Кадр данных с диапазонами идентификаторов датчиков может быть создан, а затем присоединен к исходному кадру данных:
val df = Seq((1, "specificSensor", Some(1)),
(2, "1234", None),
(3, "1234", None),
(4, "specificSensor", Some(2)),
(5, "2345", None),
(6, "2345", None))
.toDF("ID", "Sensor", "No")
val idWindow = Window.orderBy("ID")
val sensorsRange = df
.where($"Sensor" === "specificSensor")
.withColumn("nextId", coalesce(lead($"id", 1).over(idWindow), lit(Long.MaxValue)))
sensorsRange.show(false)
val joinColumn = $"d.ID" > $"s.id" && $"d.ID" < $"s.nextId"
val result =
df.alias("d")
.join(sensorsRange.alias("s"), joinColumn, "left")

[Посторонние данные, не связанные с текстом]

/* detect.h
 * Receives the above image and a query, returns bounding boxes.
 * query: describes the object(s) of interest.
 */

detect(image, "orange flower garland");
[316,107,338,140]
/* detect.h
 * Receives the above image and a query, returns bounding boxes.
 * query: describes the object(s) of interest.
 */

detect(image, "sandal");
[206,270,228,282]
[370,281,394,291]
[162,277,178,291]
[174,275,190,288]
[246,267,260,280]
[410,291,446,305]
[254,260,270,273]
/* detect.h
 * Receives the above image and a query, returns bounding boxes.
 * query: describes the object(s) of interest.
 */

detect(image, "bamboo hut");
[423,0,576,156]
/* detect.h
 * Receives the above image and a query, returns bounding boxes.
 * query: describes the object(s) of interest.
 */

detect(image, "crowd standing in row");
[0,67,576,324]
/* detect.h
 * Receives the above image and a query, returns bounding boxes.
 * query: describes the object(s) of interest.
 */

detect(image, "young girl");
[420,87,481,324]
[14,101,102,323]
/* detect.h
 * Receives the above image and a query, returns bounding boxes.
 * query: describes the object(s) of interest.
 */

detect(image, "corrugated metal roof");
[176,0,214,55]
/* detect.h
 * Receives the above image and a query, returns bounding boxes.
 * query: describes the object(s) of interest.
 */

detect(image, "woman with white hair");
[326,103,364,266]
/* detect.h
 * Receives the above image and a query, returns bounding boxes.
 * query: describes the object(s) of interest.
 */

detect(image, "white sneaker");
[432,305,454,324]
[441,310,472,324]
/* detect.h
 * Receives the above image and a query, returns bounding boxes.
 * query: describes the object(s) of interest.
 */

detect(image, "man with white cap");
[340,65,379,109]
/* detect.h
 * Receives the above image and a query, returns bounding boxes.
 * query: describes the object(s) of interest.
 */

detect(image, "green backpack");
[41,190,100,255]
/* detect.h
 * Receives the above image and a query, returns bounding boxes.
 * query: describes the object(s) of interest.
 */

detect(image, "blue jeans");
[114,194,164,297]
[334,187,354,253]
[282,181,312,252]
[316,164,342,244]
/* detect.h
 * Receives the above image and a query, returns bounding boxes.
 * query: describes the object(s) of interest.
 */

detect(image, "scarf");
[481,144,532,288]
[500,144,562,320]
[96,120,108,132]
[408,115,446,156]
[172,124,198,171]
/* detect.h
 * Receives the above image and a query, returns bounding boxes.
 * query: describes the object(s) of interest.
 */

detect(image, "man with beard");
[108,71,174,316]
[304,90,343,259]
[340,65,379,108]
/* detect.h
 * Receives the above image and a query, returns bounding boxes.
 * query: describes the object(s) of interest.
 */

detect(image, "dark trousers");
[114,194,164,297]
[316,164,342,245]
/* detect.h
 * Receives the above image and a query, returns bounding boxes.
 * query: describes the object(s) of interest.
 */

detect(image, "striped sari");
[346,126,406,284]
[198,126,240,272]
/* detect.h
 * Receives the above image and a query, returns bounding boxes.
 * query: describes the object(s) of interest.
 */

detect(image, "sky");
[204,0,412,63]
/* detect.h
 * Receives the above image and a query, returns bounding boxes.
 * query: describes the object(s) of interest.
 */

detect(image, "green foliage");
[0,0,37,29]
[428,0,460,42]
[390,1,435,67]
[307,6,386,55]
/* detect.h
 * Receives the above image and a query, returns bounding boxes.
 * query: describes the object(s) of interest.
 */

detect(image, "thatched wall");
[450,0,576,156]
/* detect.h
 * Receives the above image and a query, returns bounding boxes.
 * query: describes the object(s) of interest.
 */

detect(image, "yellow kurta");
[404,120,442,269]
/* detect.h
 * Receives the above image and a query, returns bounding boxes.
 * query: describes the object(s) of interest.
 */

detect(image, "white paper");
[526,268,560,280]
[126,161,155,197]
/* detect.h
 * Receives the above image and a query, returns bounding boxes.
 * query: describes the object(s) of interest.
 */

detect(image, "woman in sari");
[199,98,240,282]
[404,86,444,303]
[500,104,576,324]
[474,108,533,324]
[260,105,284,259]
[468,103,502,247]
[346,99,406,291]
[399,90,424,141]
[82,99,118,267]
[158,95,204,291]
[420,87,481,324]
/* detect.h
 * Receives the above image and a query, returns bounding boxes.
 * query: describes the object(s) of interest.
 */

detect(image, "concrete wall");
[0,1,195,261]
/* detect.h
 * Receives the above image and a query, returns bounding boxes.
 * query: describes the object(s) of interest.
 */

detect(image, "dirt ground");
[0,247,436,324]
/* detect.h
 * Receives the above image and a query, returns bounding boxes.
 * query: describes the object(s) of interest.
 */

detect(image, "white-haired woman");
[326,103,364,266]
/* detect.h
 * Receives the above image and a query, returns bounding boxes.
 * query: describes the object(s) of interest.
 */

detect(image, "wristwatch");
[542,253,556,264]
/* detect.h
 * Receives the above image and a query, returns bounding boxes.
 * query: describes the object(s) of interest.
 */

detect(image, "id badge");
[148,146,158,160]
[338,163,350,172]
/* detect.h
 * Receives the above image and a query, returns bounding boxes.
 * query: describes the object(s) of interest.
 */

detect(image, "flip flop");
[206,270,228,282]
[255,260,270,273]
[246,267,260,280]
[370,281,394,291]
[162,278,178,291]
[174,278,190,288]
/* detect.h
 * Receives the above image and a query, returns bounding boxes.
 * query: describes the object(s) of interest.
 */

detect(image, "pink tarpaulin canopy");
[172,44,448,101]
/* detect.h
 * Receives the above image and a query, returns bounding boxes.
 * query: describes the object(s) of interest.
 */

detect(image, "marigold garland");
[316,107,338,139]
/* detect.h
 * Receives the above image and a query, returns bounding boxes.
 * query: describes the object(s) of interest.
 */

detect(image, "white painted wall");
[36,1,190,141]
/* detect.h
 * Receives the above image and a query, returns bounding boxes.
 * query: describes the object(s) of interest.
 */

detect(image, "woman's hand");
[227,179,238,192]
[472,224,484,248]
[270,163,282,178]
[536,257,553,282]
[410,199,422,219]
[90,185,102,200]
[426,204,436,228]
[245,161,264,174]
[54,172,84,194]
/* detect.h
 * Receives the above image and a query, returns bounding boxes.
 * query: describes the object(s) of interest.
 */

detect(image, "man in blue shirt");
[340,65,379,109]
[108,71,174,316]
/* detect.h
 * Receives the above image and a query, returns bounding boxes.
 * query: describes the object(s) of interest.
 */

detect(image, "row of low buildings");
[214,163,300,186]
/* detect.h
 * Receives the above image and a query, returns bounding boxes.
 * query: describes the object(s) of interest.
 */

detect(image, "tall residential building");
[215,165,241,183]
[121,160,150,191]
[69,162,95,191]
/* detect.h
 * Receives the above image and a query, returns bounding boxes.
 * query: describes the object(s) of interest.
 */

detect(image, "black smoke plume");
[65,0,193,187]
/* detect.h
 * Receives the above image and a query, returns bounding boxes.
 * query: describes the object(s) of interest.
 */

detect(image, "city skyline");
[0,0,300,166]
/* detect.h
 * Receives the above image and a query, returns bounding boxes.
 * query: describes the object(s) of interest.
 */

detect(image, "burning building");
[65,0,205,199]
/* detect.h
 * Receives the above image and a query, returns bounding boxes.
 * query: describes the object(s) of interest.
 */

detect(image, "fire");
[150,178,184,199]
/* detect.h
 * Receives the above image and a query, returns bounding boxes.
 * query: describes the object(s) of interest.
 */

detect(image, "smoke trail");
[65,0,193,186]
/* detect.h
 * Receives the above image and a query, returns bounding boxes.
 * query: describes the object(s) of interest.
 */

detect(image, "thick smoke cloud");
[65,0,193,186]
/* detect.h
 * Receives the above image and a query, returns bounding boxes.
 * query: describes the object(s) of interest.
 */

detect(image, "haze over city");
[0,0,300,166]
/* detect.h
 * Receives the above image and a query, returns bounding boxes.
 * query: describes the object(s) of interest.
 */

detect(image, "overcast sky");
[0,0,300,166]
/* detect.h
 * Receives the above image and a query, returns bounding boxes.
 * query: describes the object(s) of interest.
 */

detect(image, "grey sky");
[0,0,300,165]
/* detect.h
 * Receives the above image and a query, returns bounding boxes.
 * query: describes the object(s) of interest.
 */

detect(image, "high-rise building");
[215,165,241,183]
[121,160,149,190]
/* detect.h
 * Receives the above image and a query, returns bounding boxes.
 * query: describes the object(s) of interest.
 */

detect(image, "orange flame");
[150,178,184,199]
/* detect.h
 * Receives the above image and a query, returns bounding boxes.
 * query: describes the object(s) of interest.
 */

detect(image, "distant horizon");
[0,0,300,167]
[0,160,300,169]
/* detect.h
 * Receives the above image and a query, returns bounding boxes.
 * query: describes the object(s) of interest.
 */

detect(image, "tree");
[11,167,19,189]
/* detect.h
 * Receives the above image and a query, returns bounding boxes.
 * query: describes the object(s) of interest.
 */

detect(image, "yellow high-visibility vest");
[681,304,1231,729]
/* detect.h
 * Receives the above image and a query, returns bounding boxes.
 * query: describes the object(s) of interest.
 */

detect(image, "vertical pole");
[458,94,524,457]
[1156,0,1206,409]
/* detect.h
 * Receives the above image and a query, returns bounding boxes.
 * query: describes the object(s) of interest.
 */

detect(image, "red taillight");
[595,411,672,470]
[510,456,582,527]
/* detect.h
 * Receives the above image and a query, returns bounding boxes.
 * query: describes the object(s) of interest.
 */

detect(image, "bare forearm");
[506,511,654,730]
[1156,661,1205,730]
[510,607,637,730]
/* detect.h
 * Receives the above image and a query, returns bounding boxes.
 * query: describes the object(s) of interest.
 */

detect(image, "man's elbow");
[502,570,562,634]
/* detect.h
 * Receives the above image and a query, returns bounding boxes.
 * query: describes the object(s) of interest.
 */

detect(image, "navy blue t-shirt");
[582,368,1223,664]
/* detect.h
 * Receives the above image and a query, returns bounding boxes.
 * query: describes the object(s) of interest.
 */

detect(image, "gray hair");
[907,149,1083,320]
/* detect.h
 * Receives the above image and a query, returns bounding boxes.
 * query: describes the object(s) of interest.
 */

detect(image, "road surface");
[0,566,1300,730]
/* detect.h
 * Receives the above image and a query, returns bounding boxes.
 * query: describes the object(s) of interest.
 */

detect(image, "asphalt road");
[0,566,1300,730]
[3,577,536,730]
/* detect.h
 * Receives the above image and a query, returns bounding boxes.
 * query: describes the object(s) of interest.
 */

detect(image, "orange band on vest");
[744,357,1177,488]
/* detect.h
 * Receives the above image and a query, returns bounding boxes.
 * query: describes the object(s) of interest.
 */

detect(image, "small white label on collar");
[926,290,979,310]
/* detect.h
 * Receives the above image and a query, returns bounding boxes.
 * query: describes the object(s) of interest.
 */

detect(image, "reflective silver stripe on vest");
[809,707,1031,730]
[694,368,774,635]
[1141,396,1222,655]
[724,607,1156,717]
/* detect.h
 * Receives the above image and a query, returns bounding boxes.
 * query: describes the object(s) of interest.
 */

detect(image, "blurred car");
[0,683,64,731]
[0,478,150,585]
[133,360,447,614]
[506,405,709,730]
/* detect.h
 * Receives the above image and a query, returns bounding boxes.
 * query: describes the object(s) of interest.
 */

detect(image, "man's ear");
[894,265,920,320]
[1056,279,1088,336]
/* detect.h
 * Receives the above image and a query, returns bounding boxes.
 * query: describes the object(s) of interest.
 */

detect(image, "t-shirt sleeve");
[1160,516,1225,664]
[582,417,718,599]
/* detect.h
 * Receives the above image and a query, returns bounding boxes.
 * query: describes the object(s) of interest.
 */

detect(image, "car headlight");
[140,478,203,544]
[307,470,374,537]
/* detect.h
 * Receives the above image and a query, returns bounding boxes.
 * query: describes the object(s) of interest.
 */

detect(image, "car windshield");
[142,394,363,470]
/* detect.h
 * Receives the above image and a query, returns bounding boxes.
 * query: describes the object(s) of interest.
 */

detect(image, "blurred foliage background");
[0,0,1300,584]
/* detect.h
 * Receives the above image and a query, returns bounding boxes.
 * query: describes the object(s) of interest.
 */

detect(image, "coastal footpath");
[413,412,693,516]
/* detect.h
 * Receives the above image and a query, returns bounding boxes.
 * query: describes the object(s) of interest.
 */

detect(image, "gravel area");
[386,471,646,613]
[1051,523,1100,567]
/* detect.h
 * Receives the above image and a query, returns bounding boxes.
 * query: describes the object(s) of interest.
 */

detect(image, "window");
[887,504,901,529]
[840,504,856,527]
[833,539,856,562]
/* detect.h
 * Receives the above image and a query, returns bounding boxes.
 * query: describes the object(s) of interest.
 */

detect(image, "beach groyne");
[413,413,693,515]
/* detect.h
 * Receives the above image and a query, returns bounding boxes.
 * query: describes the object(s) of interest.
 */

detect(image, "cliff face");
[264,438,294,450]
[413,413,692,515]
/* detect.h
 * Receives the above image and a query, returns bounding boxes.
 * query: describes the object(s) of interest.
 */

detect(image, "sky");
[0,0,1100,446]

.select($"d.ID", $"d.Sensor", coalesce($"d.No", $"s.No").alias("No"))
Вывод:
+---+--------------+---+-------------------+
|ID |Sensor |No |nextId |
+---+--------------+---+-------------------+
|1 |specificSensor|1 |4 |
|4 |specificSensor|2 |9223372036854775807|
+---+--------------+---+-------------------+
+---+--------------+---+
|ID |Sensor |No |
+---+--------------+---+
|1 |specificSensor|1 |
|2 |1234 |1 |
|3 |1234 |1 |
|4 |specificSensor|2 |
|5 |2345 |2 |
|6 |2345 |2 |
+---+--------------+---+